The problem lies in escalating financing costs, which soared 35% year-on-year to S$39.4 million, pushing average borrowing costs up to 3.0%. Meanwhile, Alexandra Technopark remains a concern, with occupancy down to 77.1%, pulling the overall commercial portfolio to 84.1%.
Although management managed to lease 54% of ex-Google’s vacant space, nearly half remains unoccupied. To improve liquidity and reduce gearing, FLCT recently sold its Melbourne Collins Street property for A$195.3 million, lowering leverage from 36.1% to 34.6%.
After the divestment, logistics and industrial assets now make up 74.2% of the portfolio with 99.6% occupancy, reflecting the trust’s strategic shift toward more stable, income-generating properties. Rental reversions averaged 29%, led by a 33% increase in logistics rents, but rising borrowing costs continue to pressure distributions.
Investors will be watching closely when FLCT announces its earnings on November 7, 2025, hoping for signs of improvement in occupancy and financing conditions.
Singtel (SGX: Z74): Optus Profits Overshadowed by Network Failures
For Singapore Telecommunications (Singtel), 2025 has been a year of contrasting fortunes.
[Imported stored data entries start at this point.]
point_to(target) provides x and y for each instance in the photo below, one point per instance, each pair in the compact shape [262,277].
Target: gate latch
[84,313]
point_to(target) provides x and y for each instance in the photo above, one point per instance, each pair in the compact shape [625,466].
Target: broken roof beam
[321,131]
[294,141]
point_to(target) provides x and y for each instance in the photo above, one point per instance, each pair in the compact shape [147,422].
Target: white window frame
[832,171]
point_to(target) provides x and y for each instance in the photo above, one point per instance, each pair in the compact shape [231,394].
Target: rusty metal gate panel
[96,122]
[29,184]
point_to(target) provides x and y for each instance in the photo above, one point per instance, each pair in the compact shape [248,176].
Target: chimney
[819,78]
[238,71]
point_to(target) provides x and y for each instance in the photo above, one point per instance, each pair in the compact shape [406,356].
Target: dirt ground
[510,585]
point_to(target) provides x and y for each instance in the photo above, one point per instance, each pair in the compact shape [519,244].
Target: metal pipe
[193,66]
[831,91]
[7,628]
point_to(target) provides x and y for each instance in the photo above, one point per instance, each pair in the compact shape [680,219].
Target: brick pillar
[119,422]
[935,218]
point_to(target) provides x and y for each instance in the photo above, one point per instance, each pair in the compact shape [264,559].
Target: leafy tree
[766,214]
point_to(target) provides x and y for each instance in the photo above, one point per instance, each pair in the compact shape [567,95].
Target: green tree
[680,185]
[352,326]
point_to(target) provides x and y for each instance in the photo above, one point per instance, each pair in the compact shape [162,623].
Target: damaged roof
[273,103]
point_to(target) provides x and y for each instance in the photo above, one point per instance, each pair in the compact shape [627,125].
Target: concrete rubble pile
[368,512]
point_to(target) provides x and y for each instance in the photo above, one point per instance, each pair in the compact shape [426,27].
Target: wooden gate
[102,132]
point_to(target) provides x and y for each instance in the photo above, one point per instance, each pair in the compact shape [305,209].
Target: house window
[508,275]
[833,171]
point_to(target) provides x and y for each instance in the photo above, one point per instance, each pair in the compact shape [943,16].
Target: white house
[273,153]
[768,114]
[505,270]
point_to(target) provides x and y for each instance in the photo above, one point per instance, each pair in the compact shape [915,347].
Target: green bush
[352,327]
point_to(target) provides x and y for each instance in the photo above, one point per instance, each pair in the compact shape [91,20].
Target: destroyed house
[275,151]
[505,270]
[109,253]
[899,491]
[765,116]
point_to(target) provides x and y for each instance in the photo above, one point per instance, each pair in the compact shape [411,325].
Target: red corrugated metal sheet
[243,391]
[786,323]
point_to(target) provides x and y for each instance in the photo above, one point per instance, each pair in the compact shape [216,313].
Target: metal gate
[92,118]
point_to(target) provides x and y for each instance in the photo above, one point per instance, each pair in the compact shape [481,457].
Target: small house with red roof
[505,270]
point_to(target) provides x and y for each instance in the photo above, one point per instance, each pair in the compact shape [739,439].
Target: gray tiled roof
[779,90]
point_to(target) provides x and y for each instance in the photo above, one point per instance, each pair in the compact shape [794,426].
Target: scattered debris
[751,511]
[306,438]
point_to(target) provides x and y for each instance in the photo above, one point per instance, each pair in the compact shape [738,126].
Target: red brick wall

Its Australian subsidiary Optus delivered its strongest financial results in years, even as network outages sparked public backlash.
Optus’s EBIT surged 36% year-on-year in the first quarter of fiscal 2026, following a 55% jump in FY2025 operating profit. Contributions from regional associates rose 15%, with Bharti Airtel more than doubling its profit share due to higher mobile tariffs in India.
However, September’s emergency services outage in Australia, which tragically resulted in three deaths, severely damaged the company’s public image. A subsequent weekend disruption only deepened concerns about Optus’s reliability.
Optus remains crucial to Singtel, contributing nearly A$8.2 billion annually, or about half of the group’s total revenue. Despite investing A$9.3 billion in Optus over five years, network reliability issues persist. The independent review due by year-end could require significant infrastructure investments, diverting funds from the S$2 billion share buyback program.
While Singtel’s Nxera data centre business and Singtel28 transformation plan are driving optimism, the future of its dividend hinges on Optus’s operational recovery. The company targets high single-digit EBIT growth in FY2026, but recurring disruptions could derail this progress.
Singtel will release its latest results on November 10, 2025, giving investors a clearer view of whether its turnaround plans can offset the impact of Optus’s network challenges.
Final Thoughts: A Defining Month for Dividend Investors
November 2025 will be a pivotal month for Singapore’s blue-chip dividend stocks. DBS Group appears well-positioned to sustain and possibly increase its dividend payout despite interest rate cuts. Frasers Logistics & Commercial Trust, meanwhile, is struggling to protect returns amid rising borrowing costs and weak commercial occupancy. Singtel, on the other hand, faces a balancing act between maintaining profitability and fixing its Optus reliability issues.
For dividend-focused investors, these earnings reports will be crucial in identifying which companies can continue rewarding shareholders in a challenging economic environment. DBS currently leads the pack with its resilient business model, but both Frasers and Singtel could surprise investors if they manage to stabilize their operations before year-end.